Spoken language emerges out of a complicated system of grunts and gesticulations.
Long and important stories become carefully structured to be more easily memorized. This structuring arrangement took the form of various mnemonic cues such as rhyme, alliteration, and--most importantly-- meter. All of which made possible the common memorization and recitation of very, very, very long stories. This patterning came to be called "poetry."
c. 5,000 b.c.e.
Ancient Babylonian accountants use sticks to scratch pictorial tabulations of livestock into mud; writing is born.

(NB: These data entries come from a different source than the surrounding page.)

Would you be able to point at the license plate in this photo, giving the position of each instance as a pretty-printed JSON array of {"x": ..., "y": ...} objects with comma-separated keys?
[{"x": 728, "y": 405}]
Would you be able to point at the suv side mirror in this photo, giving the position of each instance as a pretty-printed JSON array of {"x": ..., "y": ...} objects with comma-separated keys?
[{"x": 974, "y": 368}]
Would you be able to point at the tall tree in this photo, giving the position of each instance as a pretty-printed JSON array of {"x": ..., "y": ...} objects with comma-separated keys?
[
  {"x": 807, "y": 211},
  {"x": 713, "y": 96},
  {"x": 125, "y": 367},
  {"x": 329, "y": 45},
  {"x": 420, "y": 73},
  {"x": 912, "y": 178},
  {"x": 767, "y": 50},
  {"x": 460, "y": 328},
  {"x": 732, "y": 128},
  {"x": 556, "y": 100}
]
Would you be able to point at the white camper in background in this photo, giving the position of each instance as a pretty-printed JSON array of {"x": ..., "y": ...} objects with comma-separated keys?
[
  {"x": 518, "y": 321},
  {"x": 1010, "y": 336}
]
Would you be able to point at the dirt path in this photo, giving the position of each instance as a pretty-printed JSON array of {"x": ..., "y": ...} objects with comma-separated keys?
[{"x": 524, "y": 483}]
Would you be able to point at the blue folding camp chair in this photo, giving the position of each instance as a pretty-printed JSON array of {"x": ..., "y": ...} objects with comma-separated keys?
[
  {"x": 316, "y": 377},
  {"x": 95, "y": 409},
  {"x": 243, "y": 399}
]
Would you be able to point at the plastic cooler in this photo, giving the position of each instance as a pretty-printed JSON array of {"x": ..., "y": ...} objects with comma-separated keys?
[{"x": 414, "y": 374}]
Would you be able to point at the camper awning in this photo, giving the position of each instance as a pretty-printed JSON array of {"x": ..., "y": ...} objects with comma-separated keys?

c. 3,000-- c. 1,000 b.c.e.
Alphabets emerge, hence writing really is born, instantly obliterating the pragmatic need for poetry.
360 b.c.e.
Literary character Socrates earns his reputation as "the wisest man who ever lived" by theoretically banishing poets from his theoretical Republic, believing a poet to be a mere imitator of reality, "and therefore, like all other imitators, he is thrice removed from the king and from the truth." (Read the Jowett translation at M.I.T.) Farewell, William Carlos Williams!
1564--1616 c.e.
William Shakespeare struts and frets.
1855 c.e.
Walt Whitman publishes his Leaves of Grass. For the first time in "poetry," any attempt at versification is abandoned as prose is arbitrarily lopped into lines, furthering the degradation of poetry towards utter uselessness.
1920 c.e.-- 2004 c.e.
"Free verse" and "prose poetry" are widely employed by "poets" who lack the skill to arrange words into pleasant sounding metrical patterns and instead just write prose. In "free verse," they chop it up into lines, while in "prose poems" they don't bother.
c.1985 c.e.
"Poetry Slams" reintroduce the long lost grunts and gesticulations. The circle makes a wheel.